Sep 18, 2015 | 5:45 PM

Having spent a few years in this business now, I’ve told my audience about some awful things.

Car accidents, incurable diseases, terrorist attacks and war.

And I’ve told the audience about crime.

Lots and lots of crime.

It would be completely admirable of me to stand here and tell you that each story affects me emotionally because I know that there are human beings who are made victims by all of those horrible things.

But that’s simply not the case.

The truth is, I’ve become desensitized to it all, and there’s very little if anything that could shock or emotionally affect me.

I don’t know whether that is a positive or a negative.

On some level, I have to stay detached in order to do what the audience expects.

On another level, the ability to feel empathy is something that defines us as human, and it would be a shame to lose that ability.
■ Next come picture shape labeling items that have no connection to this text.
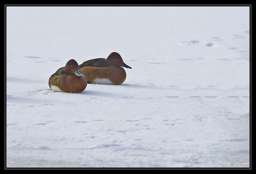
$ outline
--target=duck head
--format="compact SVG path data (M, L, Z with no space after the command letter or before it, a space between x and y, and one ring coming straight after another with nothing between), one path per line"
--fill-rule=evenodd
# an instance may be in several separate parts
M79 70L77 62L74 59L68 61L63 70L66 74L68 75L75 74L79 77L84 77L82 72Z
M132 69L132 67L124 63L121 56L117 53L114 52L111 53L107 58L107 60L115 66L123 67Z

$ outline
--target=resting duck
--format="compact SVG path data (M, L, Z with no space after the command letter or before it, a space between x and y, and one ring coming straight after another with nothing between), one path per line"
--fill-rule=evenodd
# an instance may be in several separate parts
M49 79L49 86L56 92L81 92L87 85L87 81L74 59L60 68Z
M119 54L114 52L106 59L98 58L85 62L79 65L79 69L88 83L120 84L126 78L125 71L120 67L132 69Z

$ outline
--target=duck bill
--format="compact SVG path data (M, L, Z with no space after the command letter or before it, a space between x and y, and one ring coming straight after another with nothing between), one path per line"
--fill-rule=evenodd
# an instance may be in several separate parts
M83 73L82 71L79 70L78 69L76 69L74 72L74 74L76 75L79 77L84 77L84 76L83 75Z
M120 65L120 67L124 67L124 68L130 68L130 69L132 69L132 67L129 67L125 63L123 62L123 63L121 63L121 64Z

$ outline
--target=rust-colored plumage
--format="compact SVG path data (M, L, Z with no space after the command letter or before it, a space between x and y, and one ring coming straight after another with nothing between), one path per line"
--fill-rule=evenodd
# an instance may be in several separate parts
M71 59L50 77L48 83L55 91L81 92L86 88L87 81L78 69L77 63Z
M120 66L132 69L124 62L119 54L113 52L106 59L99 58L85 62L79 68L88 83L119 84L126 78L125 71ZM107 81L109 83L106 83Z

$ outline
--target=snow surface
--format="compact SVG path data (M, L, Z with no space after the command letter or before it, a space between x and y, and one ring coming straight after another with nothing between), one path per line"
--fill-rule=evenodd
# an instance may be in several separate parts
M249 7L8 6L6 17L7 167L249 166ZM114 52L132 68L123 84L48 86L69 60Z

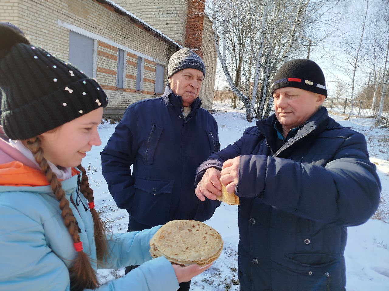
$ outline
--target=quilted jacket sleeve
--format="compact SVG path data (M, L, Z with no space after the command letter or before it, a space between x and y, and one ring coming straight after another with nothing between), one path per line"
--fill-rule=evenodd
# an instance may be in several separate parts
M381 185L364 136L345 139L325 167L261 155L241 157L238 195L258 196L280 210L322 223L365 222L380 201Z
M220 144L219 142L217 124L214 119L214 132L216 133L215 135L216 146L214 152L217 152L220 150ZM212 156L214 155L214 154L213 154ZM203 175L203 174L201 175L202 177ZM200 179L201 179L201 178ZM197 186L198 183L198 182L196 182L195 183L195 188ZM193 219L199 221L207 220L212 217L215 210L220 205L221 203L221 202L219 200L211 200L210 199L206 198L205 201L201 201L199 203L198 207L196 211L196 215L193 217Z
M119 208L129 211L135 192L130 167L138 150L137 123L131 106L115 129L100 153L103 175L109 192Z
M0 290L70 290L68 269L47 246L41 223L18 210L0 205ZM146 247L149 237L158 229L117 237L113 247L110 242L114 260L118 265L150 260L95 290L177 290L179 286L171 263L163 257L150 260ZM127 247L129 250L125 249ZM126 258L121 259L117 257L119 255Z
M142 231L107 235L109 261L102 268L119 268L141 265L151 260L150 240L161 226Z
M222 151L214 153L209 158L200 165L196 171L194 187L196 187L197 184L201 181L207 169L214 168L221 171L223 163L225 161L240 156L242 146L246 138L247 135L244 135L240 139L234 143L233 145L230 144Z
M172 264L161 257L142 264L125 276L110 281L95 291L176 291L179 287Z

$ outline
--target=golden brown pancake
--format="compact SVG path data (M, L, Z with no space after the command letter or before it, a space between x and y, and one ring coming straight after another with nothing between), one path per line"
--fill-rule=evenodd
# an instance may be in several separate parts
M216 199L219 201L230 204L230 205L238 205L239 204L239 197L235 195L235 192L228 193L226 190L226 186L221 184L221 196L218 196Z
M223 249L219 233L202 222L173 220L162 226L150 241L151 256L165 256L173 264L207 266L217 259Z

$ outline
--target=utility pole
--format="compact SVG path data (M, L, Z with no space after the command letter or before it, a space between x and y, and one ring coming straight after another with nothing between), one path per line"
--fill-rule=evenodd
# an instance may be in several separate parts
M300 36L300 37L303 37L303 36ZM312 41L310 40L308 40L307 38L304 37L304 38L305 38L308 40L309 42L309 44L308 45L303 45L303 47L308 47L308 54L307 56L307 58L308 59L309 59L309 52L311 51L311 45L312 45L311 44L312 43Z

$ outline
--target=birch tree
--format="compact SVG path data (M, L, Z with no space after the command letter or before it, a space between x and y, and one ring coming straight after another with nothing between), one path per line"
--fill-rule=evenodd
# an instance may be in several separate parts
M369 7L368 0L366 1L366 10L365 12L364 16L363 17L363 20L362 22L361 27L361 37L359 39L359 42L357 48L355 48L353 46L352 43L349 43L350 50L349 52L349 56L350 59L352 60L353 65L352 77L351 78L351 96L350 97L351 99L351 107L349 115L346 118L346 119L349 119L352 115L352 111L354 109L354 102L353 102L354 95L354 89L355 87L355 74L357 71L357 69L360 63L360 60L359 59L359 54L361 51L361 48L362 43L363 42L363 35L364 33L365 26L366 24L366 17L367 17L367 12Z
M383 0L382 2L385 3ZM380 46L384 52L384 72L382 83L381 87L381 98L378 106L378 111L375 119L376 125L380 123L382 116L384 104L385 101L386 90L389 82L389 7L387 5L378 10L378 17L381 20L381 29L382 32L382 45ZM386 52L385 51L386 51ZM386 73L385 73L386 72Z

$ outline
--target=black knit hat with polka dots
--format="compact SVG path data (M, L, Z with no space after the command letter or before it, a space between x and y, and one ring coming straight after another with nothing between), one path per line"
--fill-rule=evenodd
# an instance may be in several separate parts
M12 139L33 137L108 99L97 82L0 24L1 125Z

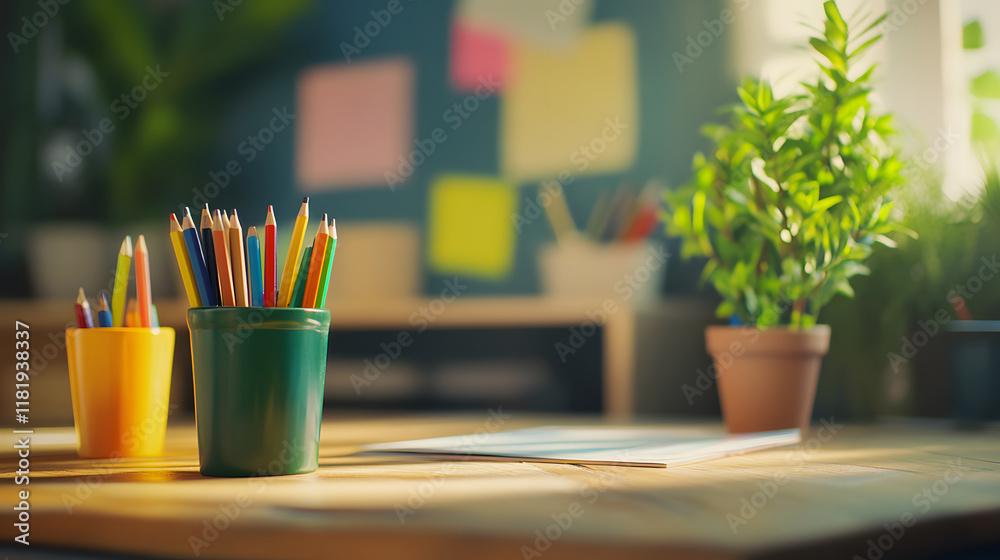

Sometimes, I’d like people to join me in looking at events coldly and logically.

I get frustrated, for example, when I see people who seemingly should support the idea that a person accused of a crime is innocent until proven guilty, which is a foundation of our society, then turn around and call for a person’s execution just hours after that person’s arrest.

It was a widespread phenomenon this week reacting to the events of Blairmore, Alberta.

But then if people only reacted coldly and logically, would there have been the response we have seen to the refugee crisis?

Would people have looked at the photo of that little boy lying dead on the beach and concluded he was just one of thousands to die in the past few years, nothing that noteworthy?

No.

Instead, the reaction to that image has raised the global profile of the refugee crisis, to where it can no longer be pushed aside, not even by those of us in the countries least affected.

We can’t totally divorce ourselves from our emotions, and in this case, an emotional response served us well.

Most of the time however, applying logic is the only way to move forward as a society, and the only way for some individuals to stay sane.